McKie still owes $57,100 to S.C. Ethics Commission

This is the (not-so) proud owner of a $57,100 debt to the South Carolina Ethics Commission. Who is it?

Amelia McKie, trustee-elect of the Richland 2 School Board.

Her debt was $51,700 in February 2019, when I figured out that she was not a legitimate member of the school board. Why isn't she?

McKie has never taken the oath of office legally. 

She was elected to her second term on November 6, 2018. The oath was administered to her on November 13, 2018, but that was three weeks before she became eligible to take it. She should have filed her Statemet of Economic Interests Report (SEI) with the South Carolina Ethics Commission before taking the oath!

She did file that SEI on December 4, 2018 and, on that date, she first became eligible to take the oath of office and commence the official responsibilities of the office of school board trustee.

Because she has never taken the oath legally, she has been usurping public office, receiving tax-payer funds as a monthly stipend, and receiving expenses from the public monies of the school district.

Due to additional violations of ethics laws, her debt now totals $57,100.

She apparently has no qualms about thinking she is qualified to serve and oversee a $300,000,000 annual budget of the school district, even though her debt remains so high and she has trouble filling out the required forms for the Ethics Commission's quarterly and annual reports.

What should happen now?

At the very least, she should raise her right hand and take the oath of office. Even though she'd be more than three years late in doing so, she would become a legal member of the board.

But then the District would have to go back through three years' worth of Board records and remove every vote she cast. 

Or she could just resign from the board. They can't kick her off because of the fines from the Ethics Commssion because, unfortunately, there is no South Carolina law that prohibits holding (or running for) public office if you owe a huge debt for ethics fines.

McKie's term-of-office ends in November 2022. Perhaps the voters will be wise enough this time not to re-elect her. They sure missed the boat last time!

Where is Be SMART?

On Thursday, December 9th, with great fanfare a Be SMART initiative was announced at R2i2. It is to be a partnership between Richland 2, a number of other school districts, law enforcement agencies and healthcare sytems.
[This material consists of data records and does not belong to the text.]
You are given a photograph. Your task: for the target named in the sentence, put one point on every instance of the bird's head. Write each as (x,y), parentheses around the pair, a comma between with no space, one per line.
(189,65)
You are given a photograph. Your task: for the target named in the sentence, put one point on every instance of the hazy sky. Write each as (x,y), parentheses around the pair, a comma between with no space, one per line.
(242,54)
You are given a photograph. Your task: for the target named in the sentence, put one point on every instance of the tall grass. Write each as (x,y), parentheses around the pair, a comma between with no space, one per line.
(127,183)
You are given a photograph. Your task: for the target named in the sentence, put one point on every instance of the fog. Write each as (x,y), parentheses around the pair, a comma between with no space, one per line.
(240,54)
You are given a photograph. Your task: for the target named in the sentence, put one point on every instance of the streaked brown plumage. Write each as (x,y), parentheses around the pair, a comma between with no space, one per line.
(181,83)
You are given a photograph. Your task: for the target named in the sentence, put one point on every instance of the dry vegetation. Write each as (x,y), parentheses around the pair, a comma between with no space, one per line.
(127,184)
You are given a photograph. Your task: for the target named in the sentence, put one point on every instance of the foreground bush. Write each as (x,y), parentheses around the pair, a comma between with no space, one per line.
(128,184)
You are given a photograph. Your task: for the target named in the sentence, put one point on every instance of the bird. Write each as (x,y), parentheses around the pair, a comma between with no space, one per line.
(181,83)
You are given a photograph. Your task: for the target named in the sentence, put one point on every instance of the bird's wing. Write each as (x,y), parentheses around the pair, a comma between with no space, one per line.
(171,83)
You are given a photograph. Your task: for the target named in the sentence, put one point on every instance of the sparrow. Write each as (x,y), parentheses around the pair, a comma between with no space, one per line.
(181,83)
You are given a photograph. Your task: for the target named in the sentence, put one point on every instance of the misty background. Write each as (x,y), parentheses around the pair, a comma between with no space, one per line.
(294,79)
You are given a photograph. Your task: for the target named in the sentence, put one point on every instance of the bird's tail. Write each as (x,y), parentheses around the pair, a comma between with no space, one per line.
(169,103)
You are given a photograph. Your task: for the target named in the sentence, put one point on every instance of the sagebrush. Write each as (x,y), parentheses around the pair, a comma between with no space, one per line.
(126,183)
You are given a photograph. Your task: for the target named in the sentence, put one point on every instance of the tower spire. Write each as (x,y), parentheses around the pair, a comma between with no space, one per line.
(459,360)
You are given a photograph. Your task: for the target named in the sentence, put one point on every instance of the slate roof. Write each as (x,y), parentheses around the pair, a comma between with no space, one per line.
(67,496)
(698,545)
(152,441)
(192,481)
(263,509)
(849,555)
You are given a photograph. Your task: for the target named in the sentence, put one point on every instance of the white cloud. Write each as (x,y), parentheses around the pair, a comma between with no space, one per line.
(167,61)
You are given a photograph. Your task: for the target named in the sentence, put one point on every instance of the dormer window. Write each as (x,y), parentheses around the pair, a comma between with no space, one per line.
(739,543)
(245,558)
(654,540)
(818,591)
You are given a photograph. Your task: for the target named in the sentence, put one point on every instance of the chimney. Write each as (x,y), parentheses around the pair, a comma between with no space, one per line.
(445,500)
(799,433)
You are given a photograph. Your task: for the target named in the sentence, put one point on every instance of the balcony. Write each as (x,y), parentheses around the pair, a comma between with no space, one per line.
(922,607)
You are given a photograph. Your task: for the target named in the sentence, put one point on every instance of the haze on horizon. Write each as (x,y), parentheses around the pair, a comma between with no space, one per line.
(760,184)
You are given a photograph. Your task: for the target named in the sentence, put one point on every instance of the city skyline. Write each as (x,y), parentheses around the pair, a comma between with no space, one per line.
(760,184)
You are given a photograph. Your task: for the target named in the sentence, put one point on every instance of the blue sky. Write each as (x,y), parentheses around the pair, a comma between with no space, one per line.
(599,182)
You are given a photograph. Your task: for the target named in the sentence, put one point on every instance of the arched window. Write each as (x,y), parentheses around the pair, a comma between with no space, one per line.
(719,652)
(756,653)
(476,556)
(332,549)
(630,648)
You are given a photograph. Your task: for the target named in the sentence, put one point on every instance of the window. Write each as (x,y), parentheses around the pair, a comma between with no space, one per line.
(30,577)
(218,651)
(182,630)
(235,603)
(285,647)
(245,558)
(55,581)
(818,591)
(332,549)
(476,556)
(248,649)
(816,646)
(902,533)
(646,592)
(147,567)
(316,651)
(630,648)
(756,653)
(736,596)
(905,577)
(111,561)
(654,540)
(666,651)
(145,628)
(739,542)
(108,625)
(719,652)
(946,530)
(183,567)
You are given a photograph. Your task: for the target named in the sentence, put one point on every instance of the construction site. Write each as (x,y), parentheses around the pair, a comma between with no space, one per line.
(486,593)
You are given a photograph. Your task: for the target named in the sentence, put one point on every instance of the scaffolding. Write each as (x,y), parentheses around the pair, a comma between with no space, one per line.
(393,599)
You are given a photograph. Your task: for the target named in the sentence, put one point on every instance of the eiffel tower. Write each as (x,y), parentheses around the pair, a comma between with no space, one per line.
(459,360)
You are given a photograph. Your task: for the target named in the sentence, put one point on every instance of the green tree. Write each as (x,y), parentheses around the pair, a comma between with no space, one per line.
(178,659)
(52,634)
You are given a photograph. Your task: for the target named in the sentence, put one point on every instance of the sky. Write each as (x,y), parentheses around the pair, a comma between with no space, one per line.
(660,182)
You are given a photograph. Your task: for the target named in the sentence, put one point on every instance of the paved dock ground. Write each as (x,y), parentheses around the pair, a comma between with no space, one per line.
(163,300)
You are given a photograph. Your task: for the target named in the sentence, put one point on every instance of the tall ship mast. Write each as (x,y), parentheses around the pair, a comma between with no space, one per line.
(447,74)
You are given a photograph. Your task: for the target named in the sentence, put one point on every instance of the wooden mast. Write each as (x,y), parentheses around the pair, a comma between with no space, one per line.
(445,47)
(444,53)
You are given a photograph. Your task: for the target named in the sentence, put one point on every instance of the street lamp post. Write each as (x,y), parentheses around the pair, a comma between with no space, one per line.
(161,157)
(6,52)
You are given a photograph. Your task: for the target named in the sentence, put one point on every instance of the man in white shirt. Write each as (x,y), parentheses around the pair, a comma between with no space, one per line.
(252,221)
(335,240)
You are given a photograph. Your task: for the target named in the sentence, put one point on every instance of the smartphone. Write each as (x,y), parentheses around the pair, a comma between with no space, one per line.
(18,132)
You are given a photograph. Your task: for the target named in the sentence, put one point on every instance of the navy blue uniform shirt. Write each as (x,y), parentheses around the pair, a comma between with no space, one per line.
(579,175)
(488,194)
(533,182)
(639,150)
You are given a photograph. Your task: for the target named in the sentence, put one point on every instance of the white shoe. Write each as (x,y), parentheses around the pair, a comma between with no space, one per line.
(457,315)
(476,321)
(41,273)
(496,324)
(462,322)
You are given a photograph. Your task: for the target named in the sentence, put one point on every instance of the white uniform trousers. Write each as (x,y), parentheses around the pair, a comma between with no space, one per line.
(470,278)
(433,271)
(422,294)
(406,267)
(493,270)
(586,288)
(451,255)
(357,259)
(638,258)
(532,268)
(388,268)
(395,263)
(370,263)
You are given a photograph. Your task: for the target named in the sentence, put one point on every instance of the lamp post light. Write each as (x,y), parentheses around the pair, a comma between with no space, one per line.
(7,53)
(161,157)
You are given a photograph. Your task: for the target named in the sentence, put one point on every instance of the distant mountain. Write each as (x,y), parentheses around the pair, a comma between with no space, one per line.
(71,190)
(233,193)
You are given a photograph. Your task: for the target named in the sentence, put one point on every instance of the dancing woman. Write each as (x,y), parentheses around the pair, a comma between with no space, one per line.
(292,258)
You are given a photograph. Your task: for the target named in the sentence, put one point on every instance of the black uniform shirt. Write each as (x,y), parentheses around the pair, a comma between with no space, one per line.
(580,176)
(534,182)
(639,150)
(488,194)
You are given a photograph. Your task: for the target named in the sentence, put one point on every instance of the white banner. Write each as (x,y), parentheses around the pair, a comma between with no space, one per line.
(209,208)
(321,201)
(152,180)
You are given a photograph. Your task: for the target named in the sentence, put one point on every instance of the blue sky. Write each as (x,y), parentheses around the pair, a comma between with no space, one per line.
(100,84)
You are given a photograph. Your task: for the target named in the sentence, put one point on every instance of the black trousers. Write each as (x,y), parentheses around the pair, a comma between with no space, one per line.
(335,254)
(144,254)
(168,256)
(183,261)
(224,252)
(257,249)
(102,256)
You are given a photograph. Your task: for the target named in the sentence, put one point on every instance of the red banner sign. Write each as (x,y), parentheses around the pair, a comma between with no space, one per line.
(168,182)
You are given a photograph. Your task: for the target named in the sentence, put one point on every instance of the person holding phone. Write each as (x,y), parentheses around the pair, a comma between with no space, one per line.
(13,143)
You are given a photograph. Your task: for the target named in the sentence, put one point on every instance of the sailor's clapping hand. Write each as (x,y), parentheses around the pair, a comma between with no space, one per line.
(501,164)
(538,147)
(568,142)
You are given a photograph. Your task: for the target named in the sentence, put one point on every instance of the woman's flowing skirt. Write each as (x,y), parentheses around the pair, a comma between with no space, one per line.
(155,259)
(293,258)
Three Be SMART volunteers showed up at the December 14th school board meeting to pose some "Did you know ...?" questions to the board. As I listened to the questions, which seemed straight out of the Everytown for Gun Safety anti-gun playbook, I wondered how much of the information was distorted. And there is a reason that I wondered.

Everytown and MOMs Demand Action (and now Be SMART) seem to me to be an anti-gun organizations, rather than specifically anti gun-violence organizations.
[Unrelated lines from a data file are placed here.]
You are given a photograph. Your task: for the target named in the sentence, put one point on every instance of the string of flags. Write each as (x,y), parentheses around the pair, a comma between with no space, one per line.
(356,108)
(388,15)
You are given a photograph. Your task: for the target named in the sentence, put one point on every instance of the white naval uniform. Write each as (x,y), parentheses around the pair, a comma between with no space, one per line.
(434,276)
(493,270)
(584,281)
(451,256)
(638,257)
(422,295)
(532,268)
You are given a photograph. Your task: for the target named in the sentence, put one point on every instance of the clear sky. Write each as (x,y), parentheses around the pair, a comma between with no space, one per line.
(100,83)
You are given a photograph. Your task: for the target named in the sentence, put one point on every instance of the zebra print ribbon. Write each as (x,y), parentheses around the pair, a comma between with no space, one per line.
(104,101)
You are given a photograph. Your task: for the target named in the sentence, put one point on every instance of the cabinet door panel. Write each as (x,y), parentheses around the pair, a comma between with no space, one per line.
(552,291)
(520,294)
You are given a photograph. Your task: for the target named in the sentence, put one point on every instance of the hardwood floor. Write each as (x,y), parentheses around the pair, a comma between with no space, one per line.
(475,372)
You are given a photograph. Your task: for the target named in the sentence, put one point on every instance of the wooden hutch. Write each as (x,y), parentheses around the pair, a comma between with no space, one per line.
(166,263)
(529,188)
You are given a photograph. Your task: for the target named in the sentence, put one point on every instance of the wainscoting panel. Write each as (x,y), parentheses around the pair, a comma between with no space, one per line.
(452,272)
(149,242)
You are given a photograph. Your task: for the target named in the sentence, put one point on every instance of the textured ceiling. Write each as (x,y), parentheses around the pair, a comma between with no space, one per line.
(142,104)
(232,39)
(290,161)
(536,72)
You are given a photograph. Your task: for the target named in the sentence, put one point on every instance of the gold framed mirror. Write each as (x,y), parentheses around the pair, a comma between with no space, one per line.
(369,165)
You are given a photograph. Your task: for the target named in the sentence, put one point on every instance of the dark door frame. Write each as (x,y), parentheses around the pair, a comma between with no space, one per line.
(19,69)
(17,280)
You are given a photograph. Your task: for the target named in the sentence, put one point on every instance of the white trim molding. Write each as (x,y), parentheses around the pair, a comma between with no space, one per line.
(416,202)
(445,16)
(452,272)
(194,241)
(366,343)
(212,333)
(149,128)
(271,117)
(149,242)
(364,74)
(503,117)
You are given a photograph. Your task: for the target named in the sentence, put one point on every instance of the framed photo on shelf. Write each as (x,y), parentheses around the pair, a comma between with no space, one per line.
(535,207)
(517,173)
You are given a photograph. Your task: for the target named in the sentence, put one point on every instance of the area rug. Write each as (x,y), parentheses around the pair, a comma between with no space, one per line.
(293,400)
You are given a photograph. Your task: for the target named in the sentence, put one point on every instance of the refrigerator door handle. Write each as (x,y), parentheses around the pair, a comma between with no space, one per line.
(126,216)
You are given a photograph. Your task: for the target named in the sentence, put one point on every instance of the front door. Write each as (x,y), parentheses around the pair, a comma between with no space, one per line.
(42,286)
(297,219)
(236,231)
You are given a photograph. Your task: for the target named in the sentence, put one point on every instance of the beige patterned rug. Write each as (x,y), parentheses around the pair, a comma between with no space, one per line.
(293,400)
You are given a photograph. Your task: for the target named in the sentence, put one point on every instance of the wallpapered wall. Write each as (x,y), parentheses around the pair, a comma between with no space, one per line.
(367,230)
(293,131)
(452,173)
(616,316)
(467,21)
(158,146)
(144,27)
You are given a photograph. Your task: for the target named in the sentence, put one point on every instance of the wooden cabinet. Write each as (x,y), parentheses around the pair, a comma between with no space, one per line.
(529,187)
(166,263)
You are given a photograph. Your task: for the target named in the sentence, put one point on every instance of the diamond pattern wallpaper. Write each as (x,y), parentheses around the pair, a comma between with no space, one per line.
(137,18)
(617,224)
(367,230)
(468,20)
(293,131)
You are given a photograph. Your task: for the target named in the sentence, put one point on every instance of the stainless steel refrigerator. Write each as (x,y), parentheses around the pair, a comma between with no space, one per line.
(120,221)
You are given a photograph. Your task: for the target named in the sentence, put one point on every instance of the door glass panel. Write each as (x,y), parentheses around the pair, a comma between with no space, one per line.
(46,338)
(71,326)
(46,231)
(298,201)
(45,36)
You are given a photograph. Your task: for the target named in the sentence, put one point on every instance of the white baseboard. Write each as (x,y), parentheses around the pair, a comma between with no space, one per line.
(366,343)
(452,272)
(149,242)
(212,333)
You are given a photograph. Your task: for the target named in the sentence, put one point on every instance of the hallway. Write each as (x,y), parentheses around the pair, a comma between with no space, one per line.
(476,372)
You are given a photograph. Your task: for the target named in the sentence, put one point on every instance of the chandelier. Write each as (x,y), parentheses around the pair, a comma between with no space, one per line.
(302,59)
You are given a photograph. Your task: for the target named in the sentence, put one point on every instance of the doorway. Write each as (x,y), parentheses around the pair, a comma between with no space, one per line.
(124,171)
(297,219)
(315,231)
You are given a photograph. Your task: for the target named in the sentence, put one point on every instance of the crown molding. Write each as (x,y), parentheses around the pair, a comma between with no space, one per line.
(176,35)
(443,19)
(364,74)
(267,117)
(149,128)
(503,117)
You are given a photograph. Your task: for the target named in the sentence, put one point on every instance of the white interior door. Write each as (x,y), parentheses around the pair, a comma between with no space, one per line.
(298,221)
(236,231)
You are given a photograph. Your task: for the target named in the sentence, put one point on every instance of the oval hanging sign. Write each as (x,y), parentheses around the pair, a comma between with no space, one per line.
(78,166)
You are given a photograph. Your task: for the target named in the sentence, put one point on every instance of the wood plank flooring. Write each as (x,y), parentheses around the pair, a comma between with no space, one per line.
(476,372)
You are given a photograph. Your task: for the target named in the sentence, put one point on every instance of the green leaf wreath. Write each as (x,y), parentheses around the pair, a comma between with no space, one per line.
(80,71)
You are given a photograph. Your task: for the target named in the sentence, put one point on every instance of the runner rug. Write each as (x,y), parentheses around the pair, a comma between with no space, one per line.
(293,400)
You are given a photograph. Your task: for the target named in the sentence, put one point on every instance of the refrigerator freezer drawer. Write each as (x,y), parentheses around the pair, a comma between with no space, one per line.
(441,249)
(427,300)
I awakened early today (3:45AM) and, before arising, glanced at The State newspaper on my phone. Bad habit; I know. There I read about a 13-year-old boy who died by gunshot at the Harbison Gardens apartment complex. That's over by Columbiana Mall, off I-26, in the City of Columbia. Apparently, another boy and he had gotten hold of a firearm about 11:00PM.

There is plenty of anti-gun talk around Columbia, but is anyone really doing anything to educate kids and young adults about firearms safety? I roughed out what I can do. What I can do is NOT wait for "government" (i.e., school districts) to assemble a grand program. I have ideas which will work right now. Some of them could even have been implemented since December 9th. I'm starting on them today.

Every kid should be exposed to the four (4) rules of firearms safety.

1. Treat every gun as if it's loaded.

2. Never point a gun at anything you don't want to destroy.

3. Finger off the trigger until you are ready to shoot.

4. Be sure of your target and what is beyond.

Most gun injuries and deaths are not "accidents". They are caused by negligence. Some are the result of just plain stupidity. 

Firearms safety should start at very young ages. Dispel the curiosity of firearms. Teach safety awareness and handling. 

The criminal use of firearms is another matter. Students' taking guns and other weapons to schools must stop. As in, S-T-O-P. 

A local group wants to slow down the school-to-prison pipeline. It's simple. Make it plain to the kids that committing crimes will land them in jail or prison. How do you stay out of jail? Don't commit crimes. What could be simpler?